Haugen told the Observer that the Facebook founder and CEO Mark Zuckerberg is “unaccountable”, “has no oversight” and “has not demonstrated that he is willing to govern the company at the level that is necessary for public safety”. In front of politicians yesterday, she warned about the risks that Facebook is undermining democracy. “I came forward now because now is a critical time to act,” she said. She also warned that “anger and hate is the easiest way to grow on Facebook”, while she said Instagram is nearly impossible to make safe for teenagers, let alone 10-year-olds.
Among the claims she made are that internal tests conducted by Facebook show conservative accounts being channelled down an extremist rabbit hole. The site was also a haven for the conspiratorially minded, who believed that the last year’s US presidential election was “stolen” – without evidence. At one point, one in 10 views of all political content in the US, and one in every 50 views on Facebook, alleged election fraud. It has also allegedly poisoned the well around discourse in India, struggling to contain hate speech, misinformation and celebrations of violence. The reason, reports claim, is that Facebook expanded into the country without understanding its culture.

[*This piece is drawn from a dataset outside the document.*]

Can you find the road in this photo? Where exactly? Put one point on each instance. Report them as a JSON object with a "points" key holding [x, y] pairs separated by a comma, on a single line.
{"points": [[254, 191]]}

Nick Clegg, Facebook’s vice-president of global affairs, has said in a memo to Facebook staff that these are all understandable results from the social media revolution, that “turns traditional top-down control of information on its head”. People’s ability to decide for themselves what to read, see and digest is empowering, Clegg claims. However, it’s “disruptive to those who hanker after the top-down controls of the past”.
Facebook also claims that it’s madness to say that it’s willing to put profit before people: without the latter, it can’t make the former, and if Facebook was as pernicious a platform as the whistleblowers and politicians allege, then it wouldn’t be a sustainable business.
Plenty disagree. The reckoning Facebook now faces is the result of a typical tech problem: that companies prioritised growth at all costs, without thinking about the ramifications it would have on society. It’s something I’ve seen in my work on other platforms, including YouTube: in their early days, platforms that have become our de facto public forums didn’t grapple with the difficulties of moderating public discourse.
Now it is too late – and we are seeing the inevitable result of decades of under-regulation, or no oversight at all on big tech. The challenge for Facebook is that, after years of trying to ignore the problem, politicians and the public alike no longer believe it when it professes to be part of the solution. What is happening now is that regulation is beginning to be forced on the company, rather than arrived at through consensual engagement.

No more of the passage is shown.